I tried very hard to shorten that title. I wanted it accurate, descriptive, and free of buzzwords. What I’m building isn’t “AI for healthcare” or anything flashy — it’s a tool meant to help an average person survive the absolute nightmare that is working with insurance companies, armed only with their own medical records.
I’ve been unable to work since late 2023. My employer did more than they had to — genuinely — and long-term disability insurance was part of my benefits package for a reason. Working with them was stressful, but manageable… until January of 2024.

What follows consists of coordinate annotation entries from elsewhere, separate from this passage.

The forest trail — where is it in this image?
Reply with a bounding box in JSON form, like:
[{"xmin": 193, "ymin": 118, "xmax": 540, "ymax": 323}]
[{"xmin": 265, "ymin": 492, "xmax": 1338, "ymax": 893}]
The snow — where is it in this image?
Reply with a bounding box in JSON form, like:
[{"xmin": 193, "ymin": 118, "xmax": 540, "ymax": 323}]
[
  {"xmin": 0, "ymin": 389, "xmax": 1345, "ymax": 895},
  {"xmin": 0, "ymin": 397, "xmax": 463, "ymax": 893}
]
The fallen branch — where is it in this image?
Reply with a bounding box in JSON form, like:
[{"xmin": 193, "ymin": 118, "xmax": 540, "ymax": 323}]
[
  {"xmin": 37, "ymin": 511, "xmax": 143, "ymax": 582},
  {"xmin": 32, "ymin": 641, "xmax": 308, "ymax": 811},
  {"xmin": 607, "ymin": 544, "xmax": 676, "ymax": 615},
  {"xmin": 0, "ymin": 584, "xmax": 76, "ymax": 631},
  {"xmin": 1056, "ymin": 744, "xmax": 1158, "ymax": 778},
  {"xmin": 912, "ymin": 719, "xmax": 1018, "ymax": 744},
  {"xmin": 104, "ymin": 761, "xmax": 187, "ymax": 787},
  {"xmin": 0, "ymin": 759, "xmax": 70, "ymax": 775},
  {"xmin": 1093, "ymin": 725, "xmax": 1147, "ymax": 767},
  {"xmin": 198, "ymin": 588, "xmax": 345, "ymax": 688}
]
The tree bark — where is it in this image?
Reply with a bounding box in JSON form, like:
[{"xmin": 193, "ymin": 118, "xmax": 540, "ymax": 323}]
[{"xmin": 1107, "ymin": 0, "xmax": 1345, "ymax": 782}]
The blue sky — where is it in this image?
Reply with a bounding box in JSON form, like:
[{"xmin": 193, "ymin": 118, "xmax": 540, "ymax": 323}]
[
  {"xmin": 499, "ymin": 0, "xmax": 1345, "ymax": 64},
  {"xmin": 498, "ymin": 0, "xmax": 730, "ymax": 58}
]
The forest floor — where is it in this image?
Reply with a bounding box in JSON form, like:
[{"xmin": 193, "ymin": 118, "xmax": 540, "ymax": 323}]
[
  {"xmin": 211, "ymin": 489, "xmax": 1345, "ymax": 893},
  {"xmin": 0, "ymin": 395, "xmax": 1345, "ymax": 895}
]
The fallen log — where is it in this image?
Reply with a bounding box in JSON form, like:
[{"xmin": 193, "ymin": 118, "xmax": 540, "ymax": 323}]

A new case manager was assigned mid-review. From the very first call, the message was clear — unstated, but unmistakable: my coverage would end, and they would find a “reasonable reason” to do it.
That was the start of this project.
The problem isn’t documents
I had documents. Lots of them.
Hundreds of files. Thousands of pages. And easily four times that number in accidental duplicates. “Save everything” is good advice, but reality is messy — providers resend the same thing in different formats, systems change, humans make mistakes.
I’ve got documents, they are less useful — and much more uncomfortable — than toilet paper.
The real problem isn’t documentation.
It’s context , narrative , focus , and engagement .
Turning thousands of disconnected pages into something coherent, defensible, and human-readable is the hard part.
A concrete slice of the problem
So I started breaking the problem into smaller vertical slices, working when I could. Some days I can’t make progress at all. Other days I get a few hours.
Here’s one of the more concrete POCs to come out of that work.
I was given a single PDF, over 1,500 pages long. Multiple providers. Multiple templates. Multiple document styles. And I needed to answer one question. The answer was in there somewhere — maybe one sentence long.
This repo shows that proof-of-concept:
https://github.com/Yummyfudge/poc_embedding_query_engine
I embedded the document using BAAI/bge-large-en-v1.5, used a Qwen-based inference model, and wrote code that understood the shape of the question I was asking. It took me about two days to reliably get the answer.
The harder part is turning that into something general.
This is not “just RAG”
What I’m building isn’t a chat system and it’s not “throw context at an LLM and hope.” It’s a query engine that deliberately separates responsibilities:
- LLMs for reasoning
- ML for representation
- Math for ranking
- Code for control
That separation is what might make it reliable. (In theory.)
So far? I’d give the current state a C-. It answers some questions well and misses others embarrassingly. That’s honest.
Going upstream: document intake and OCR
Upstream from that work, I also built another POC focused on document intake and OCR:
https://github.com/Yummyfudge/poc-ocr
The goal there wasn’t just OCR, but normalization and comparison. Medical documents are messy — you can’t just hash them. I ended up running documents through multiple OCR pipelines, assigning confidence scores, and using deterministic fingerprints on fuzzy-matched content.
The result was a system that could reliably accept or reject documents as duplicates, even when they weren’t byte-identical, across providers and vendors.
Why this matters (to me)
Insurance companies have teams of people whose job is to piece together context, narrative, and timing across thousands of pages.
Individuals don’t.
There is nothing available — at any price — that helps an individual take a mountain of paperwork and turn it into a coherent, evidence-backed appeal. Most existing tools focus on retrieval, summarization, or expensive enterprise analysis.
I want to build a tool that assists in crafting a strong narrative — pulling together multiple versions of the same puzzle piece, focusing the argument, and producing something human-readable and defensible.
Not to replace judgment.
Not to automate appeals.
But to give someone fighting for their benefits a fair chance.
Thanks for reading to the end, and for the consideration.